Jeremy's blog was written about 6 years ago. While it is mostly valid, it has not kept up with the times.
You still have some confusion...
"Engines" needs more discussion...
MyISAM -- The main way MySQL structured things 6 years ago. It is simple. It had a _default_ limit of 4G fixed length rows or 4GB dynamic length rows. ('Dynamic' means that VARCHAR or something else of non-fixed length was in the table.) MAX_ROWS, etc is the way to bust out of that limit. And the latest 5.1 defaults to 2^48 instead of 2^32, so you are unlikely to actually hit the _default_ limit.

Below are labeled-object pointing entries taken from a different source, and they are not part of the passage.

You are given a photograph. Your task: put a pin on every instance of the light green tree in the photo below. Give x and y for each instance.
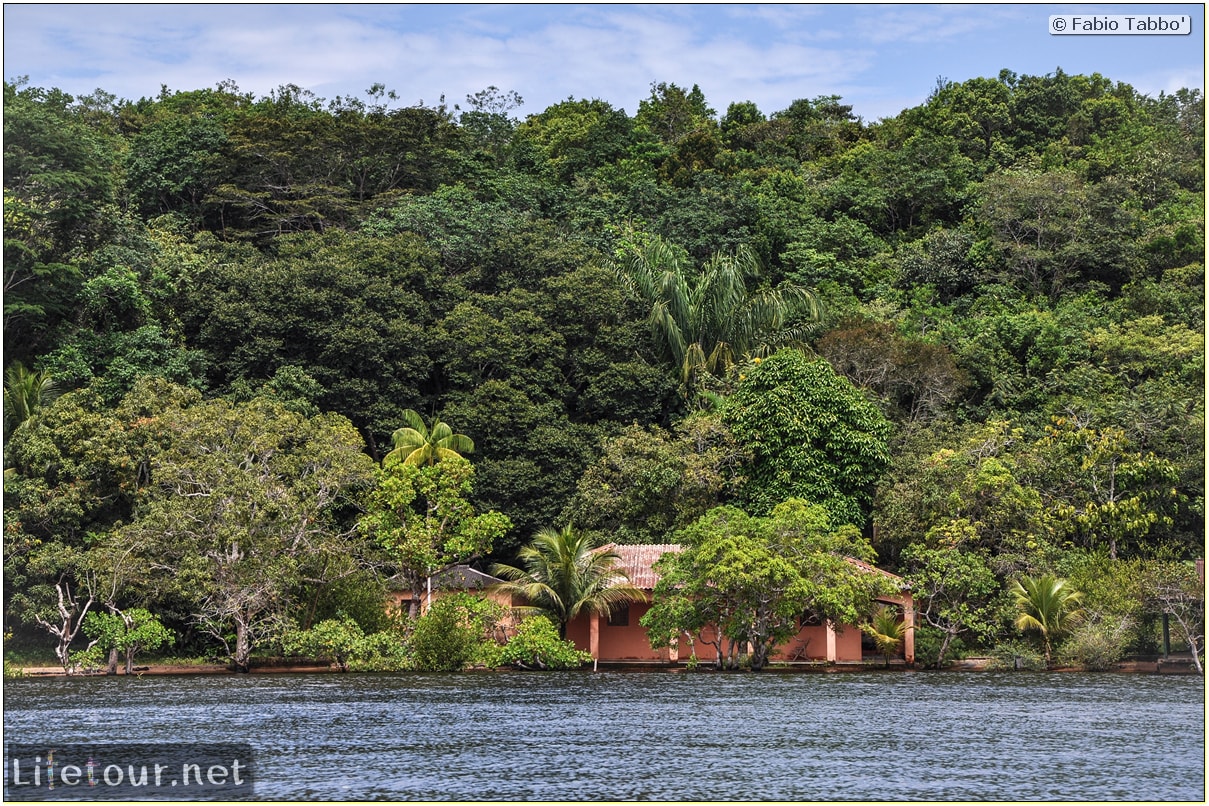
(1048, 607)
(813, 435)
(420, 444)
(563, 573)
(244, 506)
(24, 392)
(888, 631)
(745, 581)
(705, 320)
(127, 631)
(421, 514)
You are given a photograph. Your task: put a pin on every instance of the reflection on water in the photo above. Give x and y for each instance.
(659, 736)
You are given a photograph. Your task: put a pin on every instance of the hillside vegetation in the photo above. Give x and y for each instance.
(975, 331)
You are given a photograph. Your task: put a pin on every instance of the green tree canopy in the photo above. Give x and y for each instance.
(744, 580)
(811, 434)
(563, 572)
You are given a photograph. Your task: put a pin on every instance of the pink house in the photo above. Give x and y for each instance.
(622, 639)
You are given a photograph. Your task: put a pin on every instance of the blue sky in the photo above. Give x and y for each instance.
(879, 58)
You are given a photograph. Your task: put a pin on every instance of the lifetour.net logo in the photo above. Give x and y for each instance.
(39, 772)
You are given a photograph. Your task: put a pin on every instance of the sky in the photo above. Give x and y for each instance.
(879, 58)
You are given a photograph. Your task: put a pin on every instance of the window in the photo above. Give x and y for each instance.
(620, 615)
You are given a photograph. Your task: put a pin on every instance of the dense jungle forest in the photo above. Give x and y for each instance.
(266, 357)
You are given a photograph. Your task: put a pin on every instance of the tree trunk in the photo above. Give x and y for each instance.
(242, 654)
(944, 648)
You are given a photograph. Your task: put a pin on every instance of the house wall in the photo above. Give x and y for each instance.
(813, 642)
(617, 643)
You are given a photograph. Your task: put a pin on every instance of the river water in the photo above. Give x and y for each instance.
(658, 736)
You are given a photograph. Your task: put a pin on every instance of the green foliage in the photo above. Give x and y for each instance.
(929, 644)
(1097, 647)
(127, 631)
(421, 515)
(24, 392)
(1011, 272)
(537, 645)
(886, 628)
(741, 580)
(706, 322)
(457, 631)
(811, 434)
(418, 444)
(243, 508)
(648, 482)
(342, 642)
(1048, 607)
(955, 593)
(563, 573)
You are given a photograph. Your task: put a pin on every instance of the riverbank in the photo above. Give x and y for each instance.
(1172, 665)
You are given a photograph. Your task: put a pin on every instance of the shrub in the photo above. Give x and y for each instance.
(1017, 655)
(537, 645)
(342, 642)
(927, 647)
(1097, 647)
(453, 633)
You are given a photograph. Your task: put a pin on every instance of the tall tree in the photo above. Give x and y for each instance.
(420, 444)
(244, 508)
(24, 392)
(1048, 607)
(813, 435)
(421, 514)
(744, 580)
(704, 322)
(565, 573)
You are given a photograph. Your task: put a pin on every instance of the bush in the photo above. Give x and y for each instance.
(1017, 655)
(1097, 647)
(927, 647)
(455, 633)
(537, 645)
(342, 642)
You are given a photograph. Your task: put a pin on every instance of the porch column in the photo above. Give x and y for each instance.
(594, 636)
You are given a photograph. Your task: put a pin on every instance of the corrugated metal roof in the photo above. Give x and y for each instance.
(636, 562)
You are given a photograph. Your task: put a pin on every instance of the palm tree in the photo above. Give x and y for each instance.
(418, 444)
(704, 322)
(886, 631)
(24, 392)
(1048, 606)
(566, 573)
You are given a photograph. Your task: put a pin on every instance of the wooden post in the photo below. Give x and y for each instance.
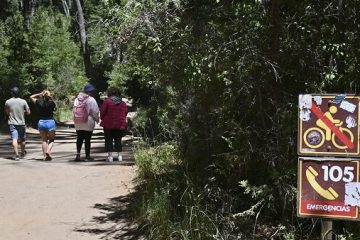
(326, 230)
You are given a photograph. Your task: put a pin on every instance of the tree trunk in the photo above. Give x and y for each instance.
(84, 42)
(66, 8)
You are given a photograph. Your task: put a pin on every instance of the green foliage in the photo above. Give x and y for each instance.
(224, 77)
(41, 57)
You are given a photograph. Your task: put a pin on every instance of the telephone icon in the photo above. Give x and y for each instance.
(329, 193)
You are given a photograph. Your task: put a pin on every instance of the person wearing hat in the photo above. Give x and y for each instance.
(15, 110)
(46, 125)
(84, 129)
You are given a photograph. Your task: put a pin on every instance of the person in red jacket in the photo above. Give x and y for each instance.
(113, 113)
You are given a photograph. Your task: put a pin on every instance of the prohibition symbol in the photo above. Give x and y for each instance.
(329, 125)
(318, 135)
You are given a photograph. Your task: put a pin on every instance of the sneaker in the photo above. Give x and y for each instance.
(77, 158)
(22, 155)
(88, 159)
(48, 157)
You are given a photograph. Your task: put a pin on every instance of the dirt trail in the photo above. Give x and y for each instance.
(63, 199)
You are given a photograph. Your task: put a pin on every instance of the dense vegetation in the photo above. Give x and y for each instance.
(216, 85)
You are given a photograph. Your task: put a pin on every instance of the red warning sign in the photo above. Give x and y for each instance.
(328, 125)
(322, 188)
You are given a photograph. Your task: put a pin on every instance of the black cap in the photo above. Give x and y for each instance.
(15, 91)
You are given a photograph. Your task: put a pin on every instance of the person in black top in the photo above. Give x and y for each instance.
(46, 124)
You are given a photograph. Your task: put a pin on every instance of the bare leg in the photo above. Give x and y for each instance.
(44, 142)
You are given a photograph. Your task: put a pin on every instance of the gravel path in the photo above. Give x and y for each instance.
(63, 199)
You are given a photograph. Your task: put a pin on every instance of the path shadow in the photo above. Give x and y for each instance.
(117, 220)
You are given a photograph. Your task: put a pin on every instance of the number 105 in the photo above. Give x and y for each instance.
(336, 173)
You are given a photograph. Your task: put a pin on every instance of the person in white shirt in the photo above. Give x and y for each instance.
(84, 130)
(15, 109)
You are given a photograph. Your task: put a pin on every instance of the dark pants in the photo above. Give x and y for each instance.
(113, 137)
(81, 136)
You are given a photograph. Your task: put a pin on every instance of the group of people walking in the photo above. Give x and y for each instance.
(86, 113)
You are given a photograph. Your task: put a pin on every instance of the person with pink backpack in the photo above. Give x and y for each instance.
(85, 115)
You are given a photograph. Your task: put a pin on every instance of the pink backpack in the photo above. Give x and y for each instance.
(80, 113)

InnoDB -- MySQL absorbed InnoBase to acquire a transactional engine. About then, MySQL restructured the base code to allow for adding on any number of engine types. InnoDB was later bought by Oracle, but is still a significant part of MySQL.
NDB (Cluster) -- Another company had developed a highly reliable 24/7 database primarily for embedding in telephone equipment. That was acquired by MySQL and became another "Engine" in the suite included with MySQL.
Federated, BlackHole, Archive, etc. -- Some more "Engines".
Maria, Falcon -- New engines, actively being developed. (They are only in Alpha state now.)
InfoBright, ScaleDB, and many others -- Commercial (cost money) engines.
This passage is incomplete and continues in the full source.